L'autre problème, et non des moindres, concernait les moufles. Car Elie avait un furieux besoin d'écrire. Il voulait taper sur son clavier l'histoire de cet homme qui, poussé par la faim, acceptait d'enfiler un déguisement de loutre pour subvenir à ses besoins. Un costume qui, il l'apprendrait plus tard, signerait la fin de ses aspirations d'artiste. Mais les moufles, ces gants épais qui soudaient tous les doigts entre eux, à l'exception du pouce, ne permettaient pas de se servir d'un clavier d'ordinateur. Autant apprendre à jouer du piano avec ses coudes.

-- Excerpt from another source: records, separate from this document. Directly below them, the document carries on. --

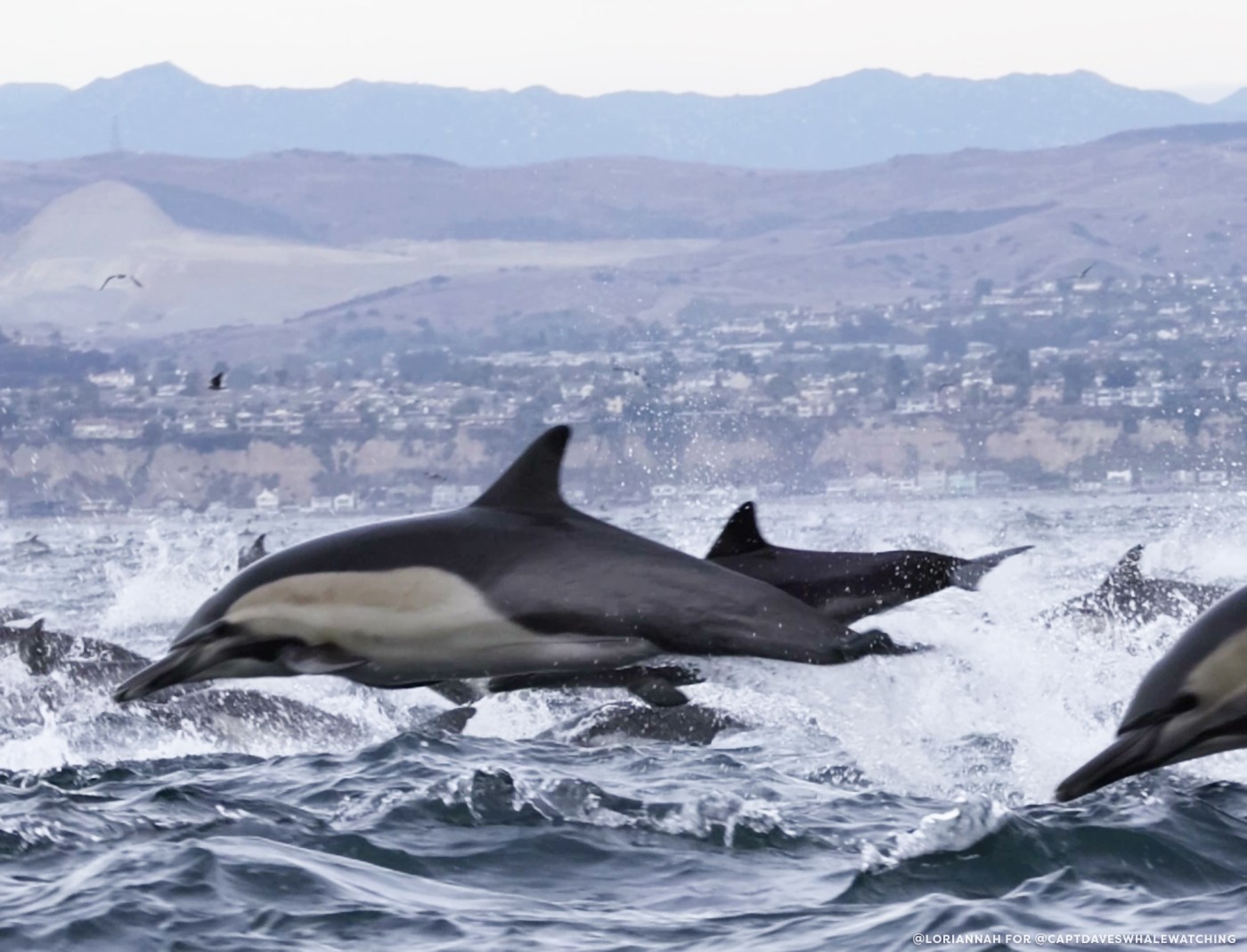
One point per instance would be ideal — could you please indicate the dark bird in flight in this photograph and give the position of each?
(131, 278)
(1081, 274)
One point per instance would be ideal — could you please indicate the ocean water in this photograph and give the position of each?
(857, 806)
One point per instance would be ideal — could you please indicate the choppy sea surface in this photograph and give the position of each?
(854, 806)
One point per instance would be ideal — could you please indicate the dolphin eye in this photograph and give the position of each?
(1181, 703)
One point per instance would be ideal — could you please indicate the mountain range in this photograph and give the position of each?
(853, 120)
(292, 243)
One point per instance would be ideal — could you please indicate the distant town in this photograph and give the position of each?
(1082, 384)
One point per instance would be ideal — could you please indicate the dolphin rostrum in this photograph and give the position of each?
(1191, 703)
(519, 582)
(847, 586)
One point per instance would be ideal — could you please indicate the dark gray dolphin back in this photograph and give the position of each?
(1126, 572)
(1162, 684)
(555, 570)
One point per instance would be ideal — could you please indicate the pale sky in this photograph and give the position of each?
(592, 46)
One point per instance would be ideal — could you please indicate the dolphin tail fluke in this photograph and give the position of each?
(657, 686)
(863, 645)
(739, 536)
(458, 692)
(970, 574)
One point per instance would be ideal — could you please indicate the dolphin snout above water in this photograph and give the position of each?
(517, 583)
(1191, 703)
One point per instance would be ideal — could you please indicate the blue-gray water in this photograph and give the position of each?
(862, 805)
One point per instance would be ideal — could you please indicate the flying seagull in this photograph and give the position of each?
(1081, 274)
(121, 277)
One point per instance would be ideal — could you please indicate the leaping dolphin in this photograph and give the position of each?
(847, 586)
(1191, 703)
(517, 583)
(253, 553)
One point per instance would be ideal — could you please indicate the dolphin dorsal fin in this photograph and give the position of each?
(739, 536)
(1128, 568)
(532, 483)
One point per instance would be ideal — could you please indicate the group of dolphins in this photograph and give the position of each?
(519, 590)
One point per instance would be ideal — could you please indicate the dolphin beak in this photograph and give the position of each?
(1132, 753)
(174, 668)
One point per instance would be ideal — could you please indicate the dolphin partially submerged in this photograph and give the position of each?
(517, 583)
(1191, 703)
(1129, 597)
(847, 586)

« Une loutre est une loutre », songea Elie en se battant les cuisses.
De frustration, il frappa l'ordinateur d'un grand revers de la patte. Le PC alla se fracasser contre un coin de mur, et l'écran afficha un sinistre fond bleu tapissé de messages d'erreur.

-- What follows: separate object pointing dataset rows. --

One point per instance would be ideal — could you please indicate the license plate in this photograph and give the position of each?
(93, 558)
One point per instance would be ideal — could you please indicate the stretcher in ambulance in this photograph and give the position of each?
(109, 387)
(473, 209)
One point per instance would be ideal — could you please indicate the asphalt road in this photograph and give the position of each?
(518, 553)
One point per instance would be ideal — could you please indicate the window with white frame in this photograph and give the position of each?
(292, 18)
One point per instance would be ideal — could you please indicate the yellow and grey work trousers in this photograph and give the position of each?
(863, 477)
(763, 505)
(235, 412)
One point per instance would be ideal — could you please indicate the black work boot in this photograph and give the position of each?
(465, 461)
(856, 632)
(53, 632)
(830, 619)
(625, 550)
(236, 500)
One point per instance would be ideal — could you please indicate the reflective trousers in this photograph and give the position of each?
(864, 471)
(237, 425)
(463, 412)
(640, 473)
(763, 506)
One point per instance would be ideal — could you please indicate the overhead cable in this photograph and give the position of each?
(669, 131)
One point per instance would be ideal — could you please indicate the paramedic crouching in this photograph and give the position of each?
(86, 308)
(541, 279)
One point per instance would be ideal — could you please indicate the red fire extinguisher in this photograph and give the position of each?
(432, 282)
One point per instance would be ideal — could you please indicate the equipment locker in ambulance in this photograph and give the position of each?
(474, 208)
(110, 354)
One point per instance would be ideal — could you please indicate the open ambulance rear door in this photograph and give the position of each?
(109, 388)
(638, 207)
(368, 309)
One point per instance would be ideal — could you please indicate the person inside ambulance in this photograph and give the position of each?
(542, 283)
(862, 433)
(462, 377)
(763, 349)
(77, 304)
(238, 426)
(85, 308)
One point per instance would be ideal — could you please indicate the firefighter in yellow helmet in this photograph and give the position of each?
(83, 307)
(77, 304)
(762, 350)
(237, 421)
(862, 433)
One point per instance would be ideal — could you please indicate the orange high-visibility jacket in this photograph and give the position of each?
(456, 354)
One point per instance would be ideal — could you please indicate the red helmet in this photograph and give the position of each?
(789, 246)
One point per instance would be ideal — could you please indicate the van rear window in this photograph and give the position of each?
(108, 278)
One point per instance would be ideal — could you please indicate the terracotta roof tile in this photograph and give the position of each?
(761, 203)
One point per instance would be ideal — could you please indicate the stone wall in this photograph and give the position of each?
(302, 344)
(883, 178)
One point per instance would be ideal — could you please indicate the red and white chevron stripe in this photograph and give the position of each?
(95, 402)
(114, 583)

Quand, au lieu de rester un être humain, vous devenez subitement une loutre, votre univers se réduit. Des concepts simples vous semblent désormais brumeux. Vous n'évoluez plus dans un monde taillé pour vous. Demandez donc à un chien ce qu'il pense d'un verrou sur une porte d'entrée.
S'il avait été une véritable loutre, Elie aurait probablement pu s'adapter à la vie sauvage, et se soulager en pleine nature plutôt que de se pisser dessus comme un ivrogne. S'il avait été un homme, il aurait eu, par exemple, la présence d'esprit de déchirer son costume à l'aide d'un couteau.
Le plus problématique, dans cette situation, c'est qu'il était une chimère en cours de métamorphose.
Soudain conscient de cette horrible évidence, il but comme un damné avant que le pire ne se réalise. Le lendemain, sa narine s'était refermée, et Elie se réveilla en éprouvant de grandes difficultés à respirer. Son état mental ne lui permettait plus de raisonner convenablement. Il ne s'étouffait pas vraiment, non. C'était l'angoisse, sourde et muette, s'exprimant pleinement, accaparant tout l'espace dans son cerveau terrifié. La sidération de découvrir le monde à travers les yeux d'une bête.
Finalement, dans les brumes de ce matin aussi noir que le café qu'on avale avant de pointer à l'usine, l'issue de son angoisse lui apparut sous la forme d'une fenêtre. Il fallait simplement traverser une fenêtre. Celle de la cuisine donnait sur un parc où chahutaient des gamins, avec toboggans et bac-à-sable, une vingtaine de mètres plus bas.

Elie Mortensen ne finit pas comme son père, pendu à une rallonge électrique sous un escalier à vis. Il mourut en percutant le sol comme Lana Klein, sous les yeux des enfants - car les enfants semblent, toujours, les témoins privilégiés de la débâcle des adultes.